A iniciativa pretende funcionar como convite para que, cada vez mais mulheres, ocupem os Espaços de Tecnologias e Artes do Sesc São Paulo e suas respectivas programações, a fim de experimentar, errar, refletir, aprender, ensinar, compartilhar e, no limite, inventar. ‘Porque lugar de mulher é onde ela quiser.

Para a realização de suas atividades, o ETA dispõe de equipes de educadores especializados, que propõem cursos, oficinas, vivências e instalações. Com isso, procuram valorizar a convivência, a diversidade, o protagonismo, a autonomia e a reflexão criativa e crítica.

A fim de potencializar ainda mais suas ações, o ETA convida artistas, educadores e pesquisadores para desenvolver propostas e cursos específicos.

Mais informação sobre a programação e inscrições, no link Sesc Curso

 

Mulheres na História da Tecnologia

Historicamente, as mulheres participam ativamente da evolução das tecnologias digitais.

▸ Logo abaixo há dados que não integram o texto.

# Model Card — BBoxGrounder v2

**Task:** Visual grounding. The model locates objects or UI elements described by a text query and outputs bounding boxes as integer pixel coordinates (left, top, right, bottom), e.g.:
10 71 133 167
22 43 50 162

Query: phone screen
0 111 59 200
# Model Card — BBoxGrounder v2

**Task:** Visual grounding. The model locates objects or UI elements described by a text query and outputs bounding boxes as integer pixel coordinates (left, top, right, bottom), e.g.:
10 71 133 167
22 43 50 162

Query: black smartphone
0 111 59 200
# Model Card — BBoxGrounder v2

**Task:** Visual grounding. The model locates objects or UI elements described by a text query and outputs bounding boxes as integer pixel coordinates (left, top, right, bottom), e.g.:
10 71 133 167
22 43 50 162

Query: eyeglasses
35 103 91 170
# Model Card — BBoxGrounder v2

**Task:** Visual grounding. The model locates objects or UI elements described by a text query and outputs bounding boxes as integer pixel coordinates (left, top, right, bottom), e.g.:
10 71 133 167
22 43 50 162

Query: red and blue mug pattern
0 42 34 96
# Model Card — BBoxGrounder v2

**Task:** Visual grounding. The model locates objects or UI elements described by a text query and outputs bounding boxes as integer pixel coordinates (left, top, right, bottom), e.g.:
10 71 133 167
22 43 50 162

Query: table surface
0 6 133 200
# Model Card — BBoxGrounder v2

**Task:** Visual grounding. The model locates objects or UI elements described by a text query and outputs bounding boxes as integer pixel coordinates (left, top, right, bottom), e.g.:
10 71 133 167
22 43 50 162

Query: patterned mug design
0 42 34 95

A primeira pessoa a entender – e publicar – que um computador poderia ser mais do que uma poderosa calculadora foi Ada Lovelace.

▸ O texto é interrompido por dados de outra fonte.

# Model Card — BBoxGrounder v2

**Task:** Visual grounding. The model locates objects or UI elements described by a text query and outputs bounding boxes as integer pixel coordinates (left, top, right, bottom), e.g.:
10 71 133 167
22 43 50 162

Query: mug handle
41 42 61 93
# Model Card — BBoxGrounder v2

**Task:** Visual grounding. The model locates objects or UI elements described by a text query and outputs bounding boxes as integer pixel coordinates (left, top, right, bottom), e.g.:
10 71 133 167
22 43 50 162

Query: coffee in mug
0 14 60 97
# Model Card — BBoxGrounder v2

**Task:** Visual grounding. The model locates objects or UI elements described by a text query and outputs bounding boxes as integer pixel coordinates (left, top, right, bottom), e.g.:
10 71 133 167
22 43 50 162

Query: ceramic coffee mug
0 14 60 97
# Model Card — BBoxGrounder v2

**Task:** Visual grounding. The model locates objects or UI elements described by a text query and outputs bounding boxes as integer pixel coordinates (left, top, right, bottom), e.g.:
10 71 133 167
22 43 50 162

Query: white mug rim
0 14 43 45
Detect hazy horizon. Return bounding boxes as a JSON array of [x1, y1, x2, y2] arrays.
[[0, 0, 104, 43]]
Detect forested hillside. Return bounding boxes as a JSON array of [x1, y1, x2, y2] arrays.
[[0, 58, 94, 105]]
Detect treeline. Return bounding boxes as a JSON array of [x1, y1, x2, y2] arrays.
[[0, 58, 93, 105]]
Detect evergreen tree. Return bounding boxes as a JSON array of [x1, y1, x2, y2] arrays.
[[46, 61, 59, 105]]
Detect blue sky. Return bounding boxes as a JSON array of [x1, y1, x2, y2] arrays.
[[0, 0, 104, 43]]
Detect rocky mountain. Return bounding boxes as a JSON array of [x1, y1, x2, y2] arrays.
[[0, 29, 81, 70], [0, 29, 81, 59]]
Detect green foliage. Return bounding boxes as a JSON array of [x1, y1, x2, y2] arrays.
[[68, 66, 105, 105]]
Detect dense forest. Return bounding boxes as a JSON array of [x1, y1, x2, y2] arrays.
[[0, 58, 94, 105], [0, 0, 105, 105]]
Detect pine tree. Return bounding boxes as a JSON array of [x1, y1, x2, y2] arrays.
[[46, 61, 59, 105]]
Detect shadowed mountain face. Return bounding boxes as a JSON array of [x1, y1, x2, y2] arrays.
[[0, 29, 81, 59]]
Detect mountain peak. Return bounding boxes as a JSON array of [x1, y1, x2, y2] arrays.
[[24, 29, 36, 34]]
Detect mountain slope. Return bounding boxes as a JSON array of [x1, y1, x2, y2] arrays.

Em meados do século 19, o cientista inglês Charles Babbage desenvolveu o que ele chamaria de “máquina analítica”. Ada, sua parceira de trabalho, adicionou notas em livro, que Babbage descreve essa máquina, explicando que, além de fazer contas, ela poderia processar números, palavras, notas musicais, cores etc.

Nesses escritos, Ada registra uma sequência de operações que viria a ser considerada o primeiro algoritmo da história.

A exemplo da britânica Ada Lovelace, outras mulheres pioneiras desempenharam papel-chave no desenvolvimento tecnológico, como nos casos das norte-americanas Frances Spence, Jean Bartik, Ruth Teitelbaum, Kathleen Antonelli, Betty Holberton e Marlyn Meltzer – programadoras originais do ENIAC, primeiro computador digital eletrônico de grande escala – e de Grace Hopper, criadora de uma linguagem específica de programação.

Essas mulheres sempre estiveram por aí, criando, desenvolvendo e programando, ainda que, no mais das vezes, suas contribuições tenham sido ofuscadas ou simplesmente apagadas da história.